Venir dans vos paroisses, participer à la messe sont des choses qui font peur? : « Eh oui, les gens ont peur parce que les rebelles continuent à tuer. Mais nous, nous ne voulons pas mourir, tout cela renforce la foi des fidèles et ils continuent à venir à l’église. » Ce n’est pas une situation nouvelle comme l’explique au synode le cardinal Gabriel Zubeir Wako, archevêque de Khartoum : « Le problème entre le Sud et le Nord du Soudan est aussi vieux que le Soudan lui-même : un entrelacement de questions complexes, à partir des inégalités dans le développement jusqu’aux disparités dans les opportunités concédées par le gouvernement central et auxquelles il faut ajouter les différences ethniques et religieuses entre les deux peuples. »
La même complexité du Darfour était expliquée aux évêques par Rodophe Andada, ex-représentant de l’ONU et de l’Union Africaine lors de la mission de paix : « La situation a changé radicalement comparativement aux années 2003-2004 mais ceci ne signifie absolument pas que le conflit, beaucoup plus complexe que le laisse entrevoir la description manichéenne communément répandue, soit terminé.
http://www.corriere.it/esteri/09_ottobr ... aabc.shtml
Les chrétiens en Irak Crucifié»
CITE DU VATICAN (éditeur) Juillet 15, 2007 - Les chrétiens en Irak depuis quelque temps de courir le risque que les victimes de la crucifixion.

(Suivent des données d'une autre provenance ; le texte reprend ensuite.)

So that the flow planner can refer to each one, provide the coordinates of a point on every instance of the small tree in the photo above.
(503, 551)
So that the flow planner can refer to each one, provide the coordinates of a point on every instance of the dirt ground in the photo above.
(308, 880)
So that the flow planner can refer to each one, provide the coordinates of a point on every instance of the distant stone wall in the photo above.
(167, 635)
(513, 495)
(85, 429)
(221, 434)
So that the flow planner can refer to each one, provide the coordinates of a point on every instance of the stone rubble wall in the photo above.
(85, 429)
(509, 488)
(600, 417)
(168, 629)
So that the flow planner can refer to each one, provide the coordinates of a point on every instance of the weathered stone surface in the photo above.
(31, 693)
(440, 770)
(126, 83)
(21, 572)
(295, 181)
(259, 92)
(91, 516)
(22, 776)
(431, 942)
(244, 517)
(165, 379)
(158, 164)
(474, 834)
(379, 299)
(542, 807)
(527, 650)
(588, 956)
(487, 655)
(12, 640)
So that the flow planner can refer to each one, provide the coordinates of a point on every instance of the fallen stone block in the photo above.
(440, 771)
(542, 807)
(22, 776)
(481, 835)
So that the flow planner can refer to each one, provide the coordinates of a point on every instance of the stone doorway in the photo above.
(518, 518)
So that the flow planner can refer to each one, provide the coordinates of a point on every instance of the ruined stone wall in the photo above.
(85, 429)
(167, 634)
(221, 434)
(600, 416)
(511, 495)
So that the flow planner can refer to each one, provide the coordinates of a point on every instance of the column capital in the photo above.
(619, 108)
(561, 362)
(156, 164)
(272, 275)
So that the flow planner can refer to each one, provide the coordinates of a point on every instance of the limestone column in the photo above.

La torture par l'inclusion de l'ONU déterminée sur la base des déclarations des témoins, a déclaré le député Joël Voordewind (Union chrétienne) contre le journal néerlandais.
Chambre Voyage Moyen-Orient
Voordewind soumettra ses conclusions au ministre des Affaires étrangères Maxime Verhagen. Le parlementaire a déclaré la veille de Damas. Dans la capitale syrienne est entrée dans une porte-parole des délégations étrangères de la Chambre d'un voyage au Moyen-Orient vers le bas.
Cordes sur le feu
Sources sous le vent des nouvelles de la crucifixion est un employé des Nations Unies. Il a dit que les chrétiens, en particulier à Bagdad seraient touchés. "On est cloué à une croix et les bras sont attachés avec des cordes Les cordes sont brûlé les victimes sont surtout des convertis -.. Des gens qui ont dit au revoir à l'islam - et les gens dans un mariage religieusement mixtes entré'' Voordewind dit.
Confirmée
Le député appelle sa source à l'ONU "fiable". "La source a des informations sur la torture de trois personnes avaient été confirmées. Il était quelqu'un qui avait survécu à la crucifixion et les trous dans ses mains a montré.''Il se réussi à trouver quelqu'un jour avant-hier dans lequel il doit absolument rester anonyme, mais l'information est confirmée par l'ONU. pertinents des Nations Unies officiels ne parlait pas pour le journal. "Tout est très sensible ici,''a déclaré Voordewind au téléphone.
Tortures barbares
Le MP a été choqué par la torture brutale, surtout depuis une telle petite minorité des chrétiens en Irak. "Ici, en Syrie est de 25 à 30 pour cent des réfugiés irakiens chrétiens, tandis que dans l'Irak de plus de 3 pour cent de la population est chrétienne. Cela montre que les chrétiens en Irak que la menace moyen. Je comprends que dans le nord de l'Irak solides éviter les poursuites et que les églises sont incendiées.''
Verhagen
Voordewind est maintenant de retour aux Pays-Bas. Il demandera Verhagen, il signale qu'il était en Syrie, peut confirmer. «S'il peut - et je pense que oui - je vais lui poser les crucifixions par la représentation néerlandaise à Bagdad à l'attention du gouvernement irakien."